Alors, Pentax proposera-t-il un K-? estampillé monochrome à la vente lors de cette conférence ? C’est dans le domaine du possible puisque ce boîtier avait été une de leurs idées. Une édition spéciale monochrome d’un K-3 mk III ou d’un K-1 mk II pourrait voir le jour. Avec un nombre réduit de pièces, entre 2000 et 10000 exemplaires. Dans le passé, il y a bien eu le 645 Z Infrarouge, alors pourquoi pas ? Même si, à mon avis, un GR III monochrome aurait aussi tout son sens, sauf qu’il se retrouverait en concurrence avec Leica.
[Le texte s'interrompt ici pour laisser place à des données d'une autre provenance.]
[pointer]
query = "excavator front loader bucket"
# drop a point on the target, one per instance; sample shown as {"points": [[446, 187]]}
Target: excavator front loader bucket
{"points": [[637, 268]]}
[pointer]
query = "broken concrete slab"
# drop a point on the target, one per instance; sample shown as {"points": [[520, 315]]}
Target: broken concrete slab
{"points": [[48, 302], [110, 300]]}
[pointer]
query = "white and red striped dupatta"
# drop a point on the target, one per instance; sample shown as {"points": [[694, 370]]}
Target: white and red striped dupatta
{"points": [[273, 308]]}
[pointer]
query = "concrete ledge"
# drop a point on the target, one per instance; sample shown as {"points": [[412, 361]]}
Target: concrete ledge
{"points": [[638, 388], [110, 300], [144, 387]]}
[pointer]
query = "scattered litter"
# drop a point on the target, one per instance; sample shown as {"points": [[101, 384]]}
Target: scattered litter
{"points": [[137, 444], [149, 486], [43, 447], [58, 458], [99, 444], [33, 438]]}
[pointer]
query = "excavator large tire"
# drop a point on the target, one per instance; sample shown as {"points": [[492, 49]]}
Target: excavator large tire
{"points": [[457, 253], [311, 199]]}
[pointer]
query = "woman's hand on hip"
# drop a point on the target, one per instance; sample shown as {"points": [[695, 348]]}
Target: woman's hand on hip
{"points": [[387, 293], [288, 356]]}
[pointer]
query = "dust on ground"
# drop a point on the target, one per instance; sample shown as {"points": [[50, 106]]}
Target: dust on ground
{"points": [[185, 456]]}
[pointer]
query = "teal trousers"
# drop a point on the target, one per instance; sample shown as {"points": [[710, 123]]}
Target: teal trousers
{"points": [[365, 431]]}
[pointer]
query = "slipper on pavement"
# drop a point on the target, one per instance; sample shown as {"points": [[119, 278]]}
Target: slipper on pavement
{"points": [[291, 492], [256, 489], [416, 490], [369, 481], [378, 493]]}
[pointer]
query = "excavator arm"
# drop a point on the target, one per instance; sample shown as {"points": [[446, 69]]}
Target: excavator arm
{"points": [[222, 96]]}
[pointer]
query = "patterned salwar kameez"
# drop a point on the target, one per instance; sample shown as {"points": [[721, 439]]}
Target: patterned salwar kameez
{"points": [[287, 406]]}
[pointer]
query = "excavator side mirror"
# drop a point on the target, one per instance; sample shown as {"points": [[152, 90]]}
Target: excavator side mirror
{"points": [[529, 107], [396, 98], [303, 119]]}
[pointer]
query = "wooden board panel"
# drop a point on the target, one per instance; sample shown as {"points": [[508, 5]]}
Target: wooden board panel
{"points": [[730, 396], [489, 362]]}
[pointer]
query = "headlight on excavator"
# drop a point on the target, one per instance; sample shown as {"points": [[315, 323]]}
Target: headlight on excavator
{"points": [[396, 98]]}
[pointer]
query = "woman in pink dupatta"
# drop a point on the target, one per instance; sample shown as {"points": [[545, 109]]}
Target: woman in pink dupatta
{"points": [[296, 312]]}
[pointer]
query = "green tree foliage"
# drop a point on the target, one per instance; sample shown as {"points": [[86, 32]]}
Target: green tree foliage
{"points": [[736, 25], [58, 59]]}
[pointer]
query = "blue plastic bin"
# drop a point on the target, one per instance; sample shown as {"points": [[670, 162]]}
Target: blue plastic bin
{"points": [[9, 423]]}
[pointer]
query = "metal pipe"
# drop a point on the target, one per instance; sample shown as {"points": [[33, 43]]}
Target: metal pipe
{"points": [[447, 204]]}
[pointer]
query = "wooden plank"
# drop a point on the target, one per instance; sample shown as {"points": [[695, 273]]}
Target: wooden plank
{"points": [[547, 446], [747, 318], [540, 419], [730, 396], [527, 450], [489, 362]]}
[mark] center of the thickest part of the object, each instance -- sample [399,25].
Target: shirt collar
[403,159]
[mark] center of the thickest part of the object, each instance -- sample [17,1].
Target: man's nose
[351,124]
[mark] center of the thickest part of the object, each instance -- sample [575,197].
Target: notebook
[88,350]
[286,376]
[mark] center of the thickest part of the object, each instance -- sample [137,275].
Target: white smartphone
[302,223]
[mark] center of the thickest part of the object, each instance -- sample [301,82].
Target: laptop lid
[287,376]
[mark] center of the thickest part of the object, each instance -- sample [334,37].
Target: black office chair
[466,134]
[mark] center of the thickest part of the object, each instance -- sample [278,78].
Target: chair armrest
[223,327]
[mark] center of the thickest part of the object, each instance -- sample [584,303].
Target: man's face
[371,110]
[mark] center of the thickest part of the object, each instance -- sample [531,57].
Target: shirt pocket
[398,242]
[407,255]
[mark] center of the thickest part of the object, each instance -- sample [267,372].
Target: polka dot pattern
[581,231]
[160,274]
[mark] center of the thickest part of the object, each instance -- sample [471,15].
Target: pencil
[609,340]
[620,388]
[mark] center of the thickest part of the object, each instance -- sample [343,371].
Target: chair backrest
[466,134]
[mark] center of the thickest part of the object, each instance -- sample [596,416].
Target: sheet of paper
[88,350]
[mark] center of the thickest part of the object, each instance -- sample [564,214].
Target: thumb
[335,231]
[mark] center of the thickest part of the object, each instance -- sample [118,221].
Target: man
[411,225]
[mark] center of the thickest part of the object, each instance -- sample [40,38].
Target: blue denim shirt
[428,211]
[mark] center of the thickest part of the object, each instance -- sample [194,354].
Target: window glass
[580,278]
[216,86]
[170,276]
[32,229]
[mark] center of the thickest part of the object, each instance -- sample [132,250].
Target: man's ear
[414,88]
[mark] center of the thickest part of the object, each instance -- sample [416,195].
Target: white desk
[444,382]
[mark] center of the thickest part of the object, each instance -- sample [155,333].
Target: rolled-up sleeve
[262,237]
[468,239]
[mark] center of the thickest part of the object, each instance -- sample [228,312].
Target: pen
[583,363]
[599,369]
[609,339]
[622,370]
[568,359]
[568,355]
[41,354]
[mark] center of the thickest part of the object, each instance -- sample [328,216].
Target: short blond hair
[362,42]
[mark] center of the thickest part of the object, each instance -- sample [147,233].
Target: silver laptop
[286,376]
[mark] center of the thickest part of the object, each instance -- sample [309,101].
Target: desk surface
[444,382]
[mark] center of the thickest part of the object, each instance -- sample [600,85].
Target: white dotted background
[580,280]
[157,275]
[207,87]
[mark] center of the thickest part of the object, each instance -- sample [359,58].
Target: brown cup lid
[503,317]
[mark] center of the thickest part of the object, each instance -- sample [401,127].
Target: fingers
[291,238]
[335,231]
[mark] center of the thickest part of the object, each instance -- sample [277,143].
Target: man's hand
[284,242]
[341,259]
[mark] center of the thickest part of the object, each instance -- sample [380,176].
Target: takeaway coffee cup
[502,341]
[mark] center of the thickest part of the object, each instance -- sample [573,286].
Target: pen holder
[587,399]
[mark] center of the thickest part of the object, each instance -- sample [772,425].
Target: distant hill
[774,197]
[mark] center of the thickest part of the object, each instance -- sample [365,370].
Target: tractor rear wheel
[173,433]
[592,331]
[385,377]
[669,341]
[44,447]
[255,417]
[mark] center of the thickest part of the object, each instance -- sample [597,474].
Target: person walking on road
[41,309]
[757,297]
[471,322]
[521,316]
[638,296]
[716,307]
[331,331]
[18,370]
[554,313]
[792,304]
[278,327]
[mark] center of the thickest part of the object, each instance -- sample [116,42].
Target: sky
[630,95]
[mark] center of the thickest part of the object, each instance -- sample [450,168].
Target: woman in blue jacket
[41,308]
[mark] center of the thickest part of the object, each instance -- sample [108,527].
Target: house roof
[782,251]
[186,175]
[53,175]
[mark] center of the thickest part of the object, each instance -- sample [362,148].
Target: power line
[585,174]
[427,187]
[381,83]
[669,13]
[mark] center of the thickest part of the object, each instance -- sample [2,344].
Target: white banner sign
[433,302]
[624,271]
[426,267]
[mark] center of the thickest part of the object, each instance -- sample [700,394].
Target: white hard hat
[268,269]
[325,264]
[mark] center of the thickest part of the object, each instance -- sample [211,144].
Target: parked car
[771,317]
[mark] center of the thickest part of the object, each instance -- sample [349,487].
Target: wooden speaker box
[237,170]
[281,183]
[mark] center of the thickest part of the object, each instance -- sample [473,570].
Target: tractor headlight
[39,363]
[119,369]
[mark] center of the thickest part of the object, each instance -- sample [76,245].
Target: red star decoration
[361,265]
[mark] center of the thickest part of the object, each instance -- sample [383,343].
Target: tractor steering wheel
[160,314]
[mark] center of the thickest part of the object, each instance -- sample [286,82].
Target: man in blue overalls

Ce que l’on peut dire de manière certaine, c’est qu’il existe un marché de photographes voulant un appareil photo numérique à capteur monochrome. Il y a un business comme on dit.
Il est aussi possible que cette conférence ne soit l’objet d’aucune annonce ou que d’autres produits soient présentés (un K-1 mk III). À suivre…






2 réponses
Merci pour ces informations pertinentes. MF
J’ai pu constater concrètement le résultat d’un capteur monochrome, ayant un ami leicaïste qui en possède un. C’est réellement supérieur à que donne la conversion en N&B d’un fichier RAW natif.
Le prix brut du boitier est lui aussi supérieur à celui d’un K1-II… Je dis brut, car c’est le prix d’un second boitier, donc concrètement il faut l’ajouter à celui du premier boitier, ce qui revient grosso modo au coût de 2 K1-II ! Et il convient de faire le même calcul pour le poids et l’encombrement !
Pour ma part, je me borne à convertir les fichiers, ou à utiliser un programme USER avec un fichier RAW couleur sur la SD1 et un fichier N&B sur la SD2. Non sans oublier qu’une photo N&B ne se construit pas exactement comme un cliché couleur. Bref, la photo c’est pas simple.